Grand Ayatollah Ali Sistani put pressure Saturday on the United Iraqi Alliance to maintain its unity and to speed up the formation of a new government.
Intrepid PBS reporter Elizabeth Farnsworth of the Lehrer Hour did a piece from Qom this week about the influence of Grand Ayatollah Sistani in Iran, via his Qom HQ (which has adopted a high tech digitalization project).
In Iraq, the Shiite religious coalition, which had 140 members and had attracted a further 8 independents, lost two MPs on Friday. Abdul Karim al-Muhammadawi, the “Prince of the Marshes” and leader of the Marsh Arab party, Hizbullah, withdrew, as did a member of the Iraqi National Coalition. Because the UIA has the support of 3 Turkmen, 3 Sadrist and the one Islamic Action Organization members of parliament, the defection of these two MPs does not affect its ability to put together a simple majority in parliamentary votes (see Andrew Arato’s posting below). It is also a little unlikely that al-Muhammadawi would actually vote against the religious Shiite parties, so it is unclear what his defection would mean in practice.
Many in the Iraqi public are angry that the parliament they elected has still not held its first meeting, and that no government has yet emerged. The main sticking points have to do with Kurdish demands for semi-autonomy, and for control of the oil city of Kirkuk in the north.
Muhammad Bahr al-Ulum, a member of the UIA, said that it had set a March 15 deadline for convening parliament, regardless of whether a government had been formed by then.
A prominent Sadrist preacher was assassinated on Friday, Shaikh Saad Kamil, in Sadr City. Likewise a relief aid official was killed in Baghdad.

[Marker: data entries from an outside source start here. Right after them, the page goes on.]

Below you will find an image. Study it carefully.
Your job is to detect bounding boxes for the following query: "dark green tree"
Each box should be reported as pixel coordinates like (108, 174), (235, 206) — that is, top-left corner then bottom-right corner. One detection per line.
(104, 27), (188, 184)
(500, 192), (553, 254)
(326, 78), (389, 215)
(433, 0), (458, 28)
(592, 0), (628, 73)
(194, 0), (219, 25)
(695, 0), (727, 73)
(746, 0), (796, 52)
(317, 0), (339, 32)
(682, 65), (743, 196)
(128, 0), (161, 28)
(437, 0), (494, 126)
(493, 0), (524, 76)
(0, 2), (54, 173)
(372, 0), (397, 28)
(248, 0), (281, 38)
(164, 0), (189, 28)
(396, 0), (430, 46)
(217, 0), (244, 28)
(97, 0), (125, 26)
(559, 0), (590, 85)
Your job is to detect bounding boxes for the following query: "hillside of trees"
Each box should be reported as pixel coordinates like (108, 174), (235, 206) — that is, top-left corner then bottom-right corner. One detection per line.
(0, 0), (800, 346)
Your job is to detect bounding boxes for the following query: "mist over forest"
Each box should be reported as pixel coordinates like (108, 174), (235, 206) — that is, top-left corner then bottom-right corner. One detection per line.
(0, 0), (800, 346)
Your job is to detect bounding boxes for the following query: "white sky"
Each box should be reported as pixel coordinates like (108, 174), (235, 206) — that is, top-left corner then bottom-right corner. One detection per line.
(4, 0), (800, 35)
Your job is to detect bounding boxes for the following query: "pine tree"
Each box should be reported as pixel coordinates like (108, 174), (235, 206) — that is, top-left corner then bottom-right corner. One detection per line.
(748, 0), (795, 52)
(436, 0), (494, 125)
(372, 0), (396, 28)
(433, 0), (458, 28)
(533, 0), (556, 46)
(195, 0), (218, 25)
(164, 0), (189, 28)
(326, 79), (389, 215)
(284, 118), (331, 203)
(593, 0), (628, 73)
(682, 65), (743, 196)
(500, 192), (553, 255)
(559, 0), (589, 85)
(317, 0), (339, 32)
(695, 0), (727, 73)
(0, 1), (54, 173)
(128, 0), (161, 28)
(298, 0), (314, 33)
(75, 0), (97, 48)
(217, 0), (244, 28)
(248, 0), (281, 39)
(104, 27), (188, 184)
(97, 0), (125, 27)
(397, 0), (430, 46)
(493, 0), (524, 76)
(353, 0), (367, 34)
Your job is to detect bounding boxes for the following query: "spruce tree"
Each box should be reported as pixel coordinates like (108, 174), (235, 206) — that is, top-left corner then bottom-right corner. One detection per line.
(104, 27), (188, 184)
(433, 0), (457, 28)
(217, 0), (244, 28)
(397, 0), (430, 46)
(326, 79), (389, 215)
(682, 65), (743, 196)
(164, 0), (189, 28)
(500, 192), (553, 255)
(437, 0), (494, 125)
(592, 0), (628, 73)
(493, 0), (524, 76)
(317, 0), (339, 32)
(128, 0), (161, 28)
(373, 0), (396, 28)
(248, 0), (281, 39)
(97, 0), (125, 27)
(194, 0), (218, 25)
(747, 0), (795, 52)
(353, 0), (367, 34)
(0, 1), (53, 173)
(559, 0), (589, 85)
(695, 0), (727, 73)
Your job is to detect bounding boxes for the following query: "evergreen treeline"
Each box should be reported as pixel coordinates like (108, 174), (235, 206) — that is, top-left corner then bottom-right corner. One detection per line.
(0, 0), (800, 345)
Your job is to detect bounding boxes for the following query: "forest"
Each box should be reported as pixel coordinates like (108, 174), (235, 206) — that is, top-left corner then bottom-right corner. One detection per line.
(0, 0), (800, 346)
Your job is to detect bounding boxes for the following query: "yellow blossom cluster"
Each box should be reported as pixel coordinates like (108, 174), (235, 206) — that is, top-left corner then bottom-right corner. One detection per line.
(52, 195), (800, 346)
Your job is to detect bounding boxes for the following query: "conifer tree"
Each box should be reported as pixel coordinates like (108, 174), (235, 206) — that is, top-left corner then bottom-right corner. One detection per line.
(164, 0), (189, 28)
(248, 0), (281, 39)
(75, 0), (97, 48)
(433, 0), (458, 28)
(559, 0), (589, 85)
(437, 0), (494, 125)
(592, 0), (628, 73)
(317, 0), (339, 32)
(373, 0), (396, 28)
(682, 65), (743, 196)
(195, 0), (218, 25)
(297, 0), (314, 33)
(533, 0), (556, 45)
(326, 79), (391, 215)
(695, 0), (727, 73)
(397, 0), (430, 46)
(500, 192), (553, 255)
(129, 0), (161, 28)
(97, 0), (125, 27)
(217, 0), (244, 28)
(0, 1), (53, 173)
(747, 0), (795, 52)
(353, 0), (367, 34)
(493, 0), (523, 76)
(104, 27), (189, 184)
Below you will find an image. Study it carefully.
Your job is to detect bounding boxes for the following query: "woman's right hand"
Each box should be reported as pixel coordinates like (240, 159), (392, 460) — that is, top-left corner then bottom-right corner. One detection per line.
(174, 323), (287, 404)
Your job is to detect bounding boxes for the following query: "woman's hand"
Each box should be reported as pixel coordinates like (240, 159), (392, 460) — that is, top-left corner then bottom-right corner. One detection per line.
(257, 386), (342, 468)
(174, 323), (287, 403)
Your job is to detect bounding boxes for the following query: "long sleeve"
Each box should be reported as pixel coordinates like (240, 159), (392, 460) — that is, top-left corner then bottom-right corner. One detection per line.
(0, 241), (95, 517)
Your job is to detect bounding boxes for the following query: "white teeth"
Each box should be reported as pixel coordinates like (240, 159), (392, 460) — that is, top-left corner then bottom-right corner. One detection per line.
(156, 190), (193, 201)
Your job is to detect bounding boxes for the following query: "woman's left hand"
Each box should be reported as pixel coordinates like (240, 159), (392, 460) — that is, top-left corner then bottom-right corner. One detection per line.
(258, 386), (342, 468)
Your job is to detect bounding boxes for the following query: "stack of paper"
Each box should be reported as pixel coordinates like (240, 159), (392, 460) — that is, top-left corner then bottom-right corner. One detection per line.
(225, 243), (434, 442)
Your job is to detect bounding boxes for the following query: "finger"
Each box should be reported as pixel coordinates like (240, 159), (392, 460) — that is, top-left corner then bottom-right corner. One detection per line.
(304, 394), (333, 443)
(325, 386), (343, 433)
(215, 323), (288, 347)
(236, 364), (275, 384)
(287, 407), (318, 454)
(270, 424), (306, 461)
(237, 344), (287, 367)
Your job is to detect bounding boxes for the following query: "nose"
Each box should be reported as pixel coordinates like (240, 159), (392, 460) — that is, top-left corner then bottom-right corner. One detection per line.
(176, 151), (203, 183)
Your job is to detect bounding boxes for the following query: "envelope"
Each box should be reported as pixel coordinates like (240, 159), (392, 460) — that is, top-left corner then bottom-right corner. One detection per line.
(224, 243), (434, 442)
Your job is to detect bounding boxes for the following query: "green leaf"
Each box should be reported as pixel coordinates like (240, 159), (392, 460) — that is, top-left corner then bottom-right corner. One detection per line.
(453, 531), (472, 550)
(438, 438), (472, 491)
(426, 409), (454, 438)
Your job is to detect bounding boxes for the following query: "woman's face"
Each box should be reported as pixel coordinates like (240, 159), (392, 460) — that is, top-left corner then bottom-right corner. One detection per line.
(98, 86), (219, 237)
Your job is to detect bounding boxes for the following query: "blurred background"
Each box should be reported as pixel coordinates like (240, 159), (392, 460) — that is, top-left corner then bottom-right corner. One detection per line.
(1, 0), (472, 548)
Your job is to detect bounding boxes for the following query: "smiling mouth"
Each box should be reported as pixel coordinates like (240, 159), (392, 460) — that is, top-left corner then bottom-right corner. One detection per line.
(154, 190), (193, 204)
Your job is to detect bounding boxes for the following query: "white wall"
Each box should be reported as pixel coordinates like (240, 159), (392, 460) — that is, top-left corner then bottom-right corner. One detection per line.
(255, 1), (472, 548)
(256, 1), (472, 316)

Some of the more raw sentiments of Shiites about the Kurdish demands, and attitudes to the secular parties, can be seen in the Iraqi press:
BBC World Monitoring, March 3 2005, Iraqi Press Highlights, reports:
. . . Al-Hawza carries on page 1 a 1,000-word editorial criticizing the Kurds for “extorting” other political parties to get hold of Kirkuk and the presidential post. The author says that the Kurds are “parasites,” using Iraq as a “host” to build their own region, with the aid of Israel.

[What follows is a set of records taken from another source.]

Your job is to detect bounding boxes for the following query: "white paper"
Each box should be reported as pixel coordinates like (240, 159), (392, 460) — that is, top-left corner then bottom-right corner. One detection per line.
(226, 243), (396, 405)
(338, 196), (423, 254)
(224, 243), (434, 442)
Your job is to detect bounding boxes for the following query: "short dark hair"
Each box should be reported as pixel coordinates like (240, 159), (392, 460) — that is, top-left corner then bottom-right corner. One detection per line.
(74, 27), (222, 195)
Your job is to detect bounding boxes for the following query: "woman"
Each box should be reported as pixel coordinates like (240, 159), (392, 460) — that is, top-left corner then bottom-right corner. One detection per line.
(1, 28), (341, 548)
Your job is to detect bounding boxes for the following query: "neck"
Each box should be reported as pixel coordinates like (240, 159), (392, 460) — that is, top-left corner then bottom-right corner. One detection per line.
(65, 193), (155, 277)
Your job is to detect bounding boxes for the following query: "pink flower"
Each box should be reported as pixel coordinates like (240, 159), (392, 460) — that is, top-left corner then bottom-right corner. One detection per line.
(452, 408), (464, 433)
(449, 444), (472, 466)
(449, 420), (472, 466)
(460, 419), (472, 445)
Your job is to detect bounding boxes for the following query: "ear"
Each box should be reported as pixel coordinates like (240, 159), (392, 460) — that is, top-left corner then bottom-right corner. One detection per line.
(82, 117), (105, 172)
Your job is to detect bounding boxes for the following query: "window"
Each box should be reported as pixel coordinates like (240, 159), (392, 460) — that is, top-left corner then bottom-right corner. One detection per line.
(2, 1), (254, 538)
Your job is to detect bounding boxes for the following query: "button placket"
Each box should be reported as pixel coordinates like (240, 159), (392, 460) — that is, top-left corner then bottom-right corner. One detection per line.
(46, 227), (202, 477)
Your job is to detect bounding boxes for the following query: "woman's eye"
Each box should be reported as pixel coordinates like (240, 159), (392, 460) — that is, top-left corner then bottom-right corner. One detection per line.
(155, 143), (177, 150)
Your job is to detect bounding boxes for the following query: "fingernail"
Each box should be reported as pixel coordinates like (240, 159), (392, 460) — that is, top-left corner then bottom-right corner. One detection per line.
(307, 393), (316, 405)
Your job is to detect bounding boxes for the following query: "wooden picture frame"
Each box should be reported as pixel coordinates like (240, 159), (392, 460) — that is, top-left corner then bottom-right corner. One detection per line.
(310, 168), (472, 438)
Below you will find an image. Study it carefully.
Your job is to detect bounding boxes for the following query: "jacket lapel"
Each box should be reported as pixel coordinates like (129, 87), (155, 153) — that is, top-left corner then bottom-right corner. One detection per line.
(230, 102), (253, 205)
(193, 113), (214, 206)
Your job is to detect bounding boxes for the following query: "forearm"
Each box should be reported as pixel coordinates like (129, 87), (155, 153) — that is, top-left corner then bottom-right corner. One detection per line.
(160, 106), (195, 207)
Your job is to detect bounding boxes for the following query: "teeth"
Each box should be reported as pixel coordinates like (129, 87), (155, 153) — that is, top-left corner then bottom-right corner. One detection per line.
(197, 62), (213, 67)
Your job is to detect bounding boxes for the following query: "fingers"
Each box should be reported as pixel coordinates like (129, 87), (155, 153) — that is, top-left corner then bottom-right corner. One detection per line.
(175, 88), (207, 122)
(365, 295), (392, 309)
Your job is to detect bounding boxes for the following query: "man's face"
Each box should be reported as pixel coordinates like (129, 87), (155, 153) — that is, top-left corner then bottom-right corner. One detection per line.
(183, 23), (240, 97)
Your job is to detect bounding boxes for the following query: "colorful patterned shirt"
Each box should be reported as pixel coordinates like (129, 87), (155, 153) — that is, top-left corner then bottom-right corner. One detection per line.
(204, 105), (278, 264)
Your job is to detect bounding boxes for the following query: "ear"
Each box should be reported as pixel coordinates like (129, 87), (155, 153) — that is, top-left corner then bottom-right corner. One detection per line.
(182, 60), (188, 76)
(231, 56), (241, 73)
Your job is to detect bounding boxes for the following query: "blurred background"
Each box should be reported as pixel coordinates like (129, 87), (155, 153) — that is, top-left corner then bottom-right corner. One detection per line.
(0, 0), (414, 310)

. . . Al-Hawza runs on page 2 a 700-word article to be continued in the upcoming issues by Taha Hamzah al-Wa’ili, who criticizes a number of satellite TV channels, including Al-Jazeera, Al-Hurrah, and Al-Furat, for “attempting to destroy the human character of Iraqis, picturing Islam as unable to establish a successful state, and preparing for sectarian strife in Iraq.”
. . . Ansar al-Mahdi runs on page 6 an 800-word article by Ruqayyah Ibrahim criticizing the Iraqi communist feminist Yanar Ahmad for “propagandizing the lewdness and corruption of the West in Iraq.

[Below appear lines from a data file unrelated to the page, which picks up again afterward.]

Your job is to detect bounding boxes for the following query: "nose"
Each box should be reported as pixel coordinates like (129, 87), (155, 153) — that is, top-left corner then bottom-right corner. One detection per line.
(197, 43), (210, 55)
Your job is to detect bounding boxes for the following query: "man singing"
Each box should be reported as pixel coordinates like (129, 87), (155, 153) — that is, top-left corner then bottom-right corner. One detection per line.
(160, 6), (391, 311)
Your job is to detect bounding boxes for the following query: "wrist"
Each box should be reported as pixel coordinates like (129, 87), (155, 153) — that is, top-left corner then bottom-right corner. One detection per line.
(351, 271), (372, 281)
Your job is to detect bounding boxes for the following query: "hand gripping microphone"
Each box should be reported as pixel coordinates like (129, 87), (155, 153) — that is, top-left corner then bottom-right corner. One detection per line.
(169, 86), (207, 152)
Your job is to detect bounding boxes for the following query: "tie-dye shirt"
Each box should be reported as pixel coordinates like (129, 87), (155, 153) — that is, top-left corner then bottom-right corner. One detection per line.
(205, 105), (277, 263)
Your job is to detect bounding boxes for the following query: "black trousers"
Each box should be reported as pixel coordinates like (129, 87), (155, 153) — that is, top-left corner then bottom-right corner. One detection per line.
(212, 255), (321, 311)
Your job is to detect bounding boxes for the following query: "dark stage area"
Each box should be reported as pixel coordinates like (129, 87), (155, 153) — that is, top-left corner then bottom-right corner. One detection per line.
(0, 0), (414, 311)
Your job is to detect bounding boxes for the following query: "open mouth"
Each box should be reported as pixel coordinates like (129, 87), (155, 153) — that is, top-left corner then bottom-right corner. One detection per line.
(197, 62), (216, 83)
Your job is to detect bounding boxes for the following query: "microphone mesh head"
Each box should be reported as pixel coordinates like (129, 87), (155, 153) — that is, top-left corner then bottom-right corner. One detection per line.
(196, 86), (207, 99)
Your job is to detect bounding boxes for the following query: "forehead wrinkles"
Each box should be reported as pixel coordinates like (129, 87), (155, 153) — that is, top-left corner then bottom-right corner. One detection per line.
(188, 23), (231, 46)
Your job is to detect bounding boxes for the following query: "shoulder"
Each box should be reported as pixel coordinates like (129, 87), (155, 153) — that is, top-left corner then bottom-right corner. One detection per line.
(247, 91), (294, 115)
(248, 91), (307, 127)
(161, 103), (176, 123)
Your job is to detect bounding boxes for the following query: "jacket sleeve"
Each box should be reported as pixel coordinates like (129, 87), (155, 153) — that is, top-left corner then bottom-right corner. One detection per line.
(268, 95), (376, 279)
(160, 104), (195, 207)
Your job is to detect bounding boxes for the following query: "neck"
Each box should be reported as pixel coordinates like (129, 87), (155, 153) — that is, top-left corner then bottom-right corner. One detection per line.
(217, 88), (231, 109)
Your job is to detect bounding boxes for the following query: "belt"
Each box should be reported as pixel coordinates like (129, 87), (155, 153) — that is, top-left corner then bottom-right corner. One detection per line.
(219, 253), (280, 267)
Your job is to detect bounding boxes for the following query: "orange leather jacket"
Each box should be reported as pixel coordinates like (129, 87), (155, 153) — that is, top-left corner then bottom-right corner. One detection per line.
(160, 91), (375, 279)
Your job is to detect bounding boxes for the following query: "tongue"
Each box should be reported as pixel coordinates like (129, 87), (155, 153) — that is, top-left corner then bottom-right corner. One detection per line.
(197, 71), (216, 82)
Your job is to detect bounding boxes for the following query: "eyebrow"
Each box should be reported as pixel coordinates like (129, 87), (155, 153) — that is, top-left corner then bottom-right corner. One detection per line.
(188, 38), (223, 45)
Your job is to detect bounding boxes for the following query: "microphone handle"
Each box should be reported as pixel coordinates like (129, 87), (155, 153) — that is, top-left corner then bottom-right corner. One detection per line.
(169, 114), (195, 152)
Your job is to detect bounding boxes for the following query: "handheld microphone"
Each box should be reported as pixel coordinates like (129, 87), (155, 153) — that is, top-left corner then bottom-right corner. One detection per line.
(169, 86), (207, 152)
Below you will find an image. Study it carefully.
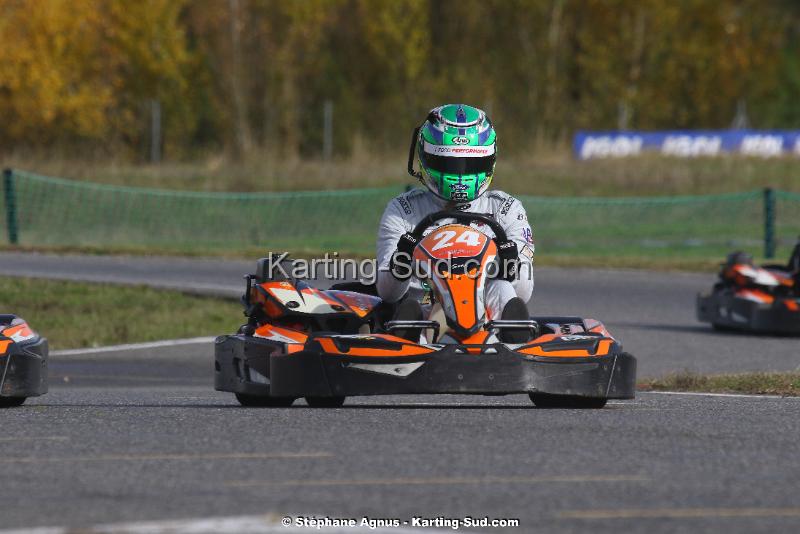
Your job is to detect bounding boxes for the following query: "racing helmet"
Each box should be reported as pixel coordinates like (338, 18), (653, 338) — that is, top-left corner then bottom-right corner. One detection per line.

Other BBC monitoring reports give us a window on the religious-Shiite view of Lebanon and other issues:
Ansar al-Mahdi carries on page 1 a 500-word editorial by Chief Editor Al-Hajj Salam Salih, commenting on the Lebanese “crisis” and the “role” of Hezbollah and the Islamic resistance in “keeping the Lebanese national unity.” The writer says that Lebanon is facing a “conspiracy,” which aims at making the country a land of “political and sectarian strife, instead of being the leader in the struggle with Israel.” . . . Ansar al-Mahdi publishes on page 2 a 1,200-word article by Ruqayyah Ibrahim, commenting on the “colour revolutions” that took place in some countries, like “the orange revolution in the Ukraine, the pink revolution in Georgia, the purple revolution in Iraq, and the white-and-red revolution in Lebanon.” The author says that these “sham revolutions” are forged by the US Administration, which “makes use of the silent majority that crave for personal benefit to alienate the loyal and politically active people.”